Mali
Heir to Timbuktu and the great empires of the Niger
Mali is a landlocked giant of the West African interior, a country whose name evokes the fabulous medieval empire that once made Timbuktu a byword for distant riches and learning. The Niger River sweeps in a great arc through its heart, sustaining cities and farmland in a country that fades northward into the open Sahara. Its roughly 25 million people, drawn from the Bambara, Fula, Songhai, Tuareg, Dogon, and others, carry one of Africa's deepest cultural legacies, from the mud-brick architecture of Djenné to a globally celebrated music tradition, even as the north endures rebellion and jihadist violence.
The Niger River is Mali's lifeline, fanning out into the vast Inner Niger Delta, a seasonal wetland teeming with fish and birds, before bending past Timbuktu toward Niger. The fertile, populous south gives way to the dry Sahel and then to true desert across the northern two-thirds of the country, where the Adrar des Ifoghas highlands rise and the highest point, Hombori Tondo, reaches about 1,155 meters. Gold is the leading export, making Mali one of Africa's top producers, alongside cotton and livestock, though drought, isolation, and conflict keep most people poor.

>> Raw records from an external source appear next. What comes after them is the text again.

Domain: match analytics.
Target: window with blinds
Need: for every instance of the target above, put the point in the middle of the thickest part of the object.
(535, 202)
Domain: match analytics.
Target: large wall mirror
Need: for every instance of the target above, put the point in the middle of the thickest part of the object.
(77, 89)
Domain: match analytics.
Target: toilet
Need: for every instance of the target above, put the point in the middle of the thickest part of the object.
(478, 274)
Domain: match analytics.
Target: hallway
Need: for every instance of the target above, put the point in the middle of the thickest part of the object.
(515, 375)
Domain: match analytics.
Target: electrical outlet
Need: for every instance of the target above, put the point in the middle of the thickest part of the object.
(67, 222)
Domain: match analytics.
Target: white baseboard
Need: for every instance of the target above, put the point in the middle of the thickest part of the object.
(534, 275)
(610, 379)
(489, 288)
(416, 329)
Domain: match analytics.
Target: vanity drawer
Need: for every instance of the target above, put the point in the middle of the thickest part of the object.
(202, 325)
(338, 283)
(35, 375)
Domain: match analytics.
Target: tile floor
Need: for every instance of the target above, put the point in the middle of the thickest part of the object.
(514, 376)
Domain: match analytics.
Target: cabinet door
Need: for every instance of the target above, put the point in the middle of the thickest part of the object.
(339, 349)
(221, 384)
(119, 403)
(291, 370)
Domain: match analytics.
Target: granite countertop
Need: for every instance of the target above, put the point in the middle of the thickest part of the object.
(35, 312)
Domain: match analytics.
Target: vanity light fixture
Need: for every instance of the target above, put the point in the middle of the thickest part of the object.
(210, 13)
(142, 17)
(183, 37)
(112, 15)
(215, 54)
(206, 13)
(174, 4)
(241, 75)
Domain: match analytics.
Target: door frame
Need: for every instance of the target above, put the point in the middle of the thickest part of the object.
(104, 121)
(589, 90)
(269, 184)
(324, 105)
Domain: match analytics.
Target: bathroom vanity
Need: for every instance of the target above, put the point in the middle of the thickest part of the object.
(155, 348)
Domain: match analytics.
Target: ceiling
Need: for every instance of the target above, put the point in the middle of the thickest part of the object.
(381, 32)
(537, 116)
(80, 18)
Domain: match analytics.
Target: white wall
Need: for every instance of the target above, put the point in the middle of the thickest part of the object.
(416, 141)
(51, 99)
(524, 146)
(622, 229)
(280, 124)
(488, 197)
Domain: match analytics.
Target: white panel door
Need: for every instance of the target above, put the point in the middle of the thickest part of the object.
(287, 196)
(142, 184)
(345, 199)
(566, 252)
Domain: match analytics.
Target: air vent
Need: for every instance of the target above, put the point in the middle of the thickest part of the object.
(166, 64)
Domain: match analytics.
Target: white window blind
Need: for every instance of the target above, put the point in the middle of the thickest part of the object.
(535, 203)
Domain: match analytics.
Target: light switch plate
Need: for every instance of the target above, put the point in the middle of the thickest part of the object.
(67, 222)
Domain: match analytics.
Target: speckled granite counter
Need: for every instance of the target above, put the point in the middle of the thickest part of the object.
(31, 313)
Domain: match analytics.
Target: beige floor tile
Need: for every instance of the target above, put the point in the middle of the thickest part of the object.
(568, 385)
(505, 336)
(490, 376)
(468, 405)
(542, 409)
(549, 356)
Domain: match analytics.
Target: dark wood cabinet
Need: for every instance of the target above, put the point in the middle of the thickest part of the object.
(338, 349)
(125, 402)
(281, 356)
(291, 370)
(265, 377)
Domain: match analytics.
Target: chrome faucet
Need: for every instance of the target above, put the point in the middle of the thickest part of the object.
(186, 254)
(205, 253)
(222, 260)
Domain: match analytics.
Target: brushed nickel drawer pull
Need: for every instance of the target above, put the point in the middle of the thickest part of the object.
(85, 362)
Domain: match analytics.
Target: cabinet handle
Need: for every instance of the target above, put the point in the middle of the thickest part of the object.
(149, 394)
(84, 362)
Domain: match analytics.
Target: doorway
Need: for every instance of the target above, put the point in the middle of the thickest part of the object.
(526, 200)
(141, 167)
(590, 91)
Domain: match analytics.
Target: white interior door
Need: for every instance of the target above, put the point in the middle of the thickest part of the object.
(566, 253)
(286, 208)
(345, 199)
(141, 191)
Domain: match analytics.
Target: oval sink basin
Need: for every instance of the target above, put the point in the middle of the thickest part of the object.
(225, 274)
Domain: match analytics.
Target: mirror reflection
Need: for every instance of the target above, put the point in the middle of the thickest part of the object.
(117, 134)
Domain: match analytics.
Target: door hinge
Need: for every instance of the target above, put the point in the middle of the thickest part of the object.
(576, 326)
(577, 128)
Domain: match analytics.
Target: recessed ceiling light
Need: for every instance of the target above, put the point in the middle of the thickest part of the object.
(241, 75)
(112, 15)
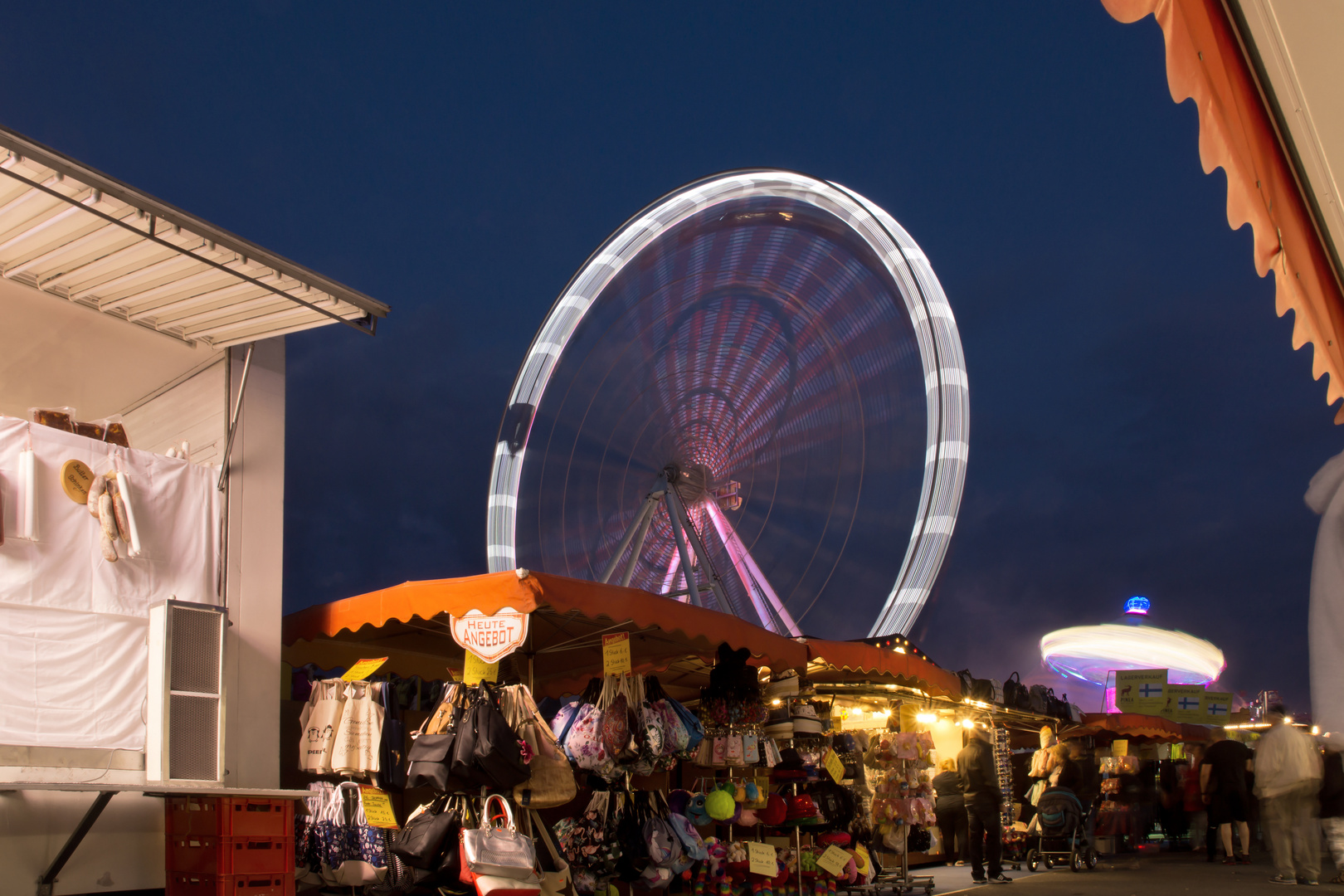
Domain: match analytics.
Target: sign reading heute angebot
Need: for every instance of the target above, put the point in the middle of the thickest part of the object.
(491, 637)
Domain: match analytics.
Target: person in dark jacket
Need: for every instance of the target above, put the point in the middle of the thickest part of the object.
(951, 811)
(1332, 807)
(980, 782)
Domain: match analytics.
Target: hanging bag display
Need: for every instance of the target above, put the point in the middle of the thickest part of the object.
(498, 850)
(319, 720)
(557, 879)
(550, 777)
(360, 731)
(427, 833)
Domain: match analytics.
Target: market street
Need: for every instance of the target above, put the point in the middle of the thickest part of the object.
(1132, 874)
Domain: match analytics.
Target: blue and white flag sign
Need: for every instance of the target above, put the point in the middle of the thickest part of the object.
(1183, 703)
(1218, 709)
(1142, 691)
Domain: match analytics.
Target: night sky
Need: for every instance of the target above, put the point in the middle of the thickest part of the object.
(1138, 421)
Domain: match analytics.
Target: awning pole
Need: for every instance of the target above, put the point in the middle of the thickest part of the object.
(233, 419)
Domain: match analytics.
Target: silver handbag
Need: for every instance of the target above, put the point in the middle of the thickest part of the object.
(498, 852)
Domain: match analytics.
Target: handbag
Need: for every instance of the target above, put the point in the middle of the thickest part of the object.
(359, 733)
(498, 850)
(550, 777)
(427, 833)
(557, 878)
(319, 723)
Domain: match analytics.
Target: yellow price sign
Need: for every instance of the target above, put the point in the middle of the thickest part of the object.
(616, 653)
(834, 860)
(363, 670)
(378, 807)
(762, 859)
(832, 763)
(864, 861)
(476, 670)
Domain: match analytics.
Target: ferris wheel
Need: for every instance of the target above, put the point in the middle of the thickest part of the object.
(752, 397)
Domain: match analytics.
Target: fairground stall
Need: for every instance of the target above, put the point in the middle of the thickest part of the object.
(141, 516)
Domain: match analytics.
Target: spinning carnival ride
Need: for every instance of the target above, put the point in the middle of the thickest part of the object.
(752, 397)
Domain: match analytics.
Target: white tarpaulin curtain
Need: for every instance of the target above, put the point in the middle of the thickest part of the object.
(71, 624)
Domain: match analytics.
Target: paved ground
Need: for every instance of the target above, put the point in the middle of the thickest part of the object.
(1131, 874)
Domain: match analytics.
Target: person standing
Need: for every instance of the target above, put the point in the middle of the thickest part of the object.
(1288, 781)
(951, 811)
(1332, 807)
(1222, 781)
(983, 796)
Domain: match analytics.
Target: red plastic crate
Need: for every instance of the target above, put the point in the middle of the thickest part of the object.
(212, 855)
(190, 884)
(230, 816)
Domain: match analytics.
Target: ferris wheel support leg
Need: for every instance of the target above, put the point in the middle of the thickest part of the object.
(636, 525)
(687, 570)
(698, 546)
(639, 543)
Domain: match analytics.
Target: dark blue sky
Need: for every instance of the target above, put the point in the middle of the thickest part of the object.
(1140, 423)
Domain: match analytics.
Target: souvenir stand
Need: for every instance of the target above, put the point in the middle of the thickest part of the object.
(928, 699)
(1124, 742)
(562, 635)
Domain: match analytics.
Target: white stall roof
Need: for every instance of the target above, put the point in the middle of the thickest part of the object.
(86, 238)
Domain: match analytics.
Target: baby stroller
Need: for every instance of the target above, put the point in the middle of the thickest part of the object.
(1064, 832)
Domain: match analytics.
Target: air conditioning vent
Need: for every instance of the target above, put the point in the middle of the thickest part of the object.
(186, 696)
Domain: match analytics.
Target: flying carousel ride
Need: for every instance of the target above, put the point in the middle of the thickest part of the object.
(753, 398)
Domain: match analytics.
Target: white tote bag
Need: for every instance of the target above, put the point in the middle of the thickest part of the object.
(319, 722)
(359, 731)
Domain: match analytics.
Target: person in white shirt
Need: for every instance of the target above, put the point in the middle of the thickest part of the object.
(1288, 779)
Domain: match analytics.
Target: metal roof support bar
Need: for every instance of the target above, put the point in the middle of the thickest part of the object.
(47, 883)
(233, 418)
(366, 324)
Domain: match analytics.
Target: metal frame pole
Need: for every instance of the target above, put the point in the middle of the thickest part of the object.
(698, 546)
(639, 544)
(233, 418)
(636, 524)
(687, 570)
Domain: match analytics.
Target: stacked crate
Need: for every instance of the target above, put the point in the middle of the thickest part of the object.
(229, 846)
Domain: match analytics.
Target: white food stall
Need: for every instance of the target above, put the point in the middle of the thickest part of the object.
(125, 316)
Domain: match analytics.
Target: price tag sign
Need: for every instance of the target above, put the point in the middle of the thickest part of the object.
(830, 861)
(616, 653)
(832, 763)
(476, 670)
(763, 860)
(378, 807)
(363, 670)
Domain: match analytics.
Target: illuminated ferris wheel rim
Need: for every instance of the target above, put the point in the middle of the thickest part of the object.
(1092, 652)
(925, 304)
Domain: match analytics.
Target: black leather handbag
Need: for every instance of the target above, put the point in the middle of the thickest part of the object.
(424, 840)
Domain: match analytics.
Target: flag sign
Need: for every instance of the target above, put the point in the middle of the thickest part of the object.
(1140, 691)
(1218, 709)
(1185, 704)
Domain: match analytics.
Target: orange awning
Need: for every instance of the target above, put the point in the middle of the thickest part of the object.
(1205, 62)
(565, 645)
(1132, 724)
(841, 659)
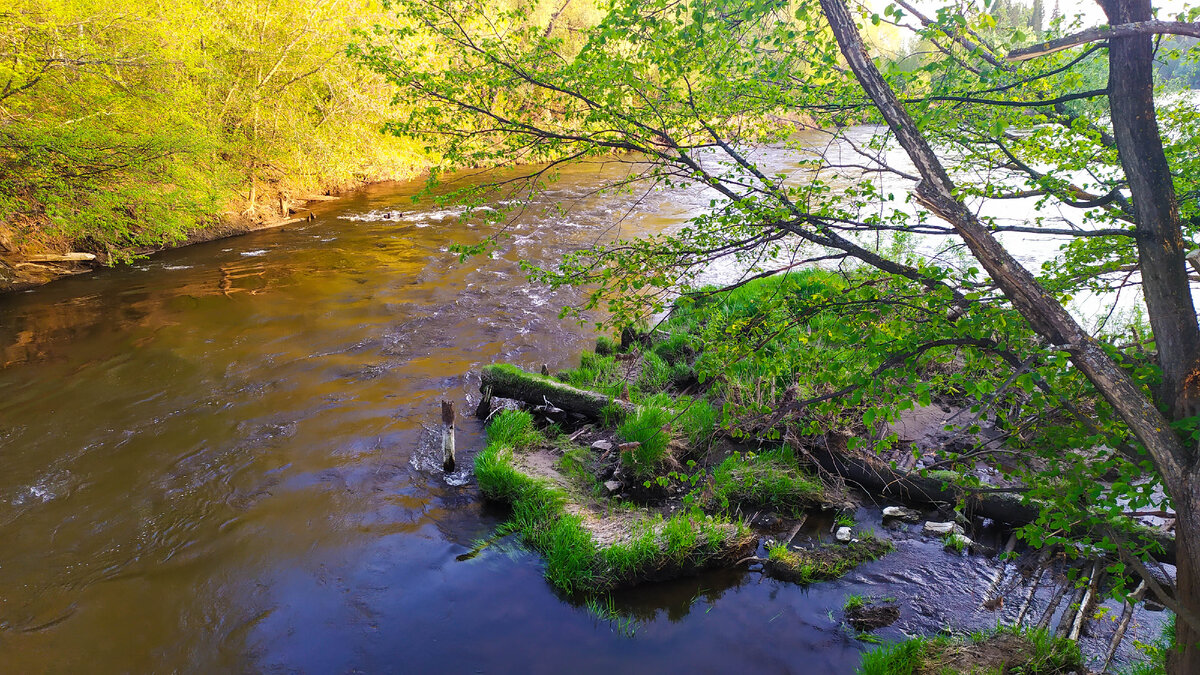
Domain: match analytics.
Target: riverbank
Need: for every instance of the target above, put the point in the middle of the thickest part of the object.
(669, 425)
(33, 266)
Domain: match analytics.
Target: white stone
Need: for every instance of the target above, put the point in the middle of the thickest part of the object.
(911, 515)
(941, 529)
(959, 543)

The Ghana, Mali, and Songhai empires successively dominated the trans-Saharan gold and salt trade, and under rulers like Mansa Musa, whose legendary pilgrimage to Mecca scattered gold across the route, Mali became a center of wealth and Islamic scholarship at Timbuktu and Djenné. France absorbed the region as French Sudan, and independence came in 1960. Recent decades have been turbulent: Tuareg rebellions, a 2012 jihadist seizure of the north that prompted French intervention, and a series of military coups that have realigned the country away from France and toward Russian partners.